Dava os parabéns por nada, tecia elogios sem motivo algum, passava a mão pela
roupa como se estivesse fazendo alguma limpeza. Mas foi numa campanha política
que essa minha má atitude passou a tomar contornos de safadeza mesmo. Como se
tratava de disputa, eu tudo fazia para ouvir e saber o que se passava do outro
lado e em seguida correr para contar. Pensava que ele colocaria a mão no bolso
para retribuir as informações, mas nada disso acontecer. O que eu ouvia eram promessas:
Se eu ganhar não vou me esquecer de você!
O candidato ganhou, mas eu nunca fui
lembrado. Então, raivoso, passei a ser puxa-saco da oposição. É triste dizer
isso, mas estar lambendo botas de um num dia e no outro já estar ajeitando o colarinho
de outro, não é fácil. Mas eu me submetia a isso como se fosse um destino meu:
viver para bajular. Um dia, enfim, meu candidato foi eleito e me vi esfuziante.
Pobre de mim! Não fui contratado, mas recebendo ‘por fora’ uma mixaria para o
exercício do lastimoso ofício.

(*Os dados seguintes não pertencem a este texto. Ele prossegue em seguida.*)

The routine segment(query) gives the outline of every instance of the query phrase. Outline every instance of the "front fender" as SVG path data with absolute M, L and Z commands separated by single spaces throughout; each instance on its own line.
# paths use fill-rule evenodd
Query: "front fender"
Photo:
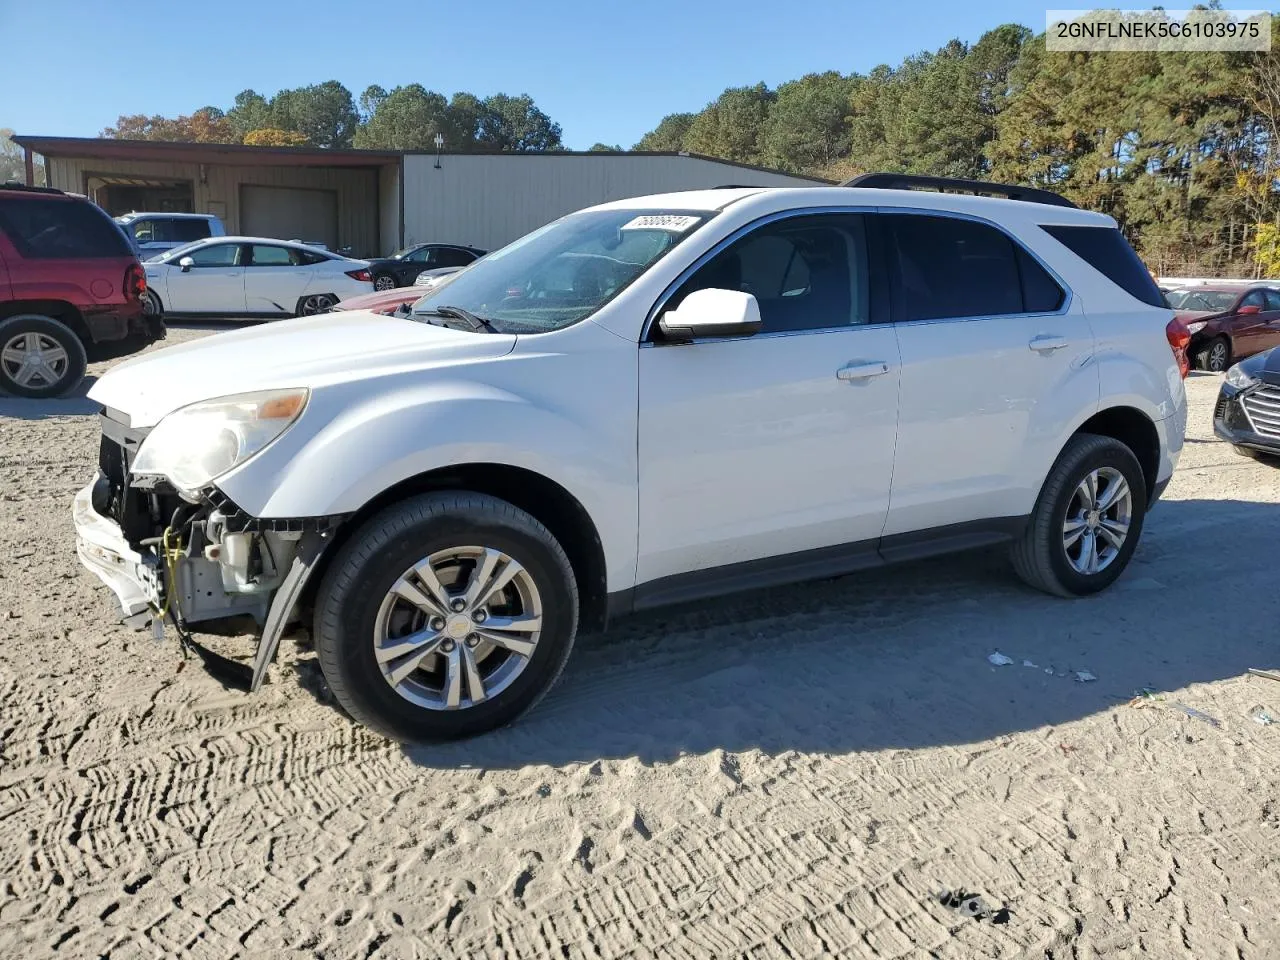
M 520 467 L 578 499 L 600 535 L 609 589 L 631 585 L 637 510 L 633 378 L 629 405 L 594 407 L 557 407 L 545 397 L 466 379 L 400 379 L 396 389 L 344 385 L 313 393 L 294 430 L 225 474 L 218 486 L 254 517 L 321 517 L 355 512 L 384 490 L 442 467 Z M 625 401 L 625 385 L 615 389 Z M 308 421 L 319 426 L 299 429 Z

Defendia o meu prefeito muito mais que meu pai e
minha mãe. Quando ouvia alguém falando mal de sua administração, eu não só
corria para dizer como rebatia na hora. Peguei brigas feias dizendo que nem
gente ele era, mas um santificado.
Arrependi-me de tudo isso. Nunca ganhei nada
com a bajulice, apenas inimizades. Um dia, já cansado de tudo, procurei saber
se existia algum centro de Bajuladores Anônimos. Ora, eu tinha certeza que a
adulação desmedida, compulsiva, era uma doença e que precisava ser tratada. Mas
não encontrei. De vez em quando, é verdade, me dá uma vontade danada de ir
novamente adular alguém. Mas tudo faço para evitar mais esse gole”.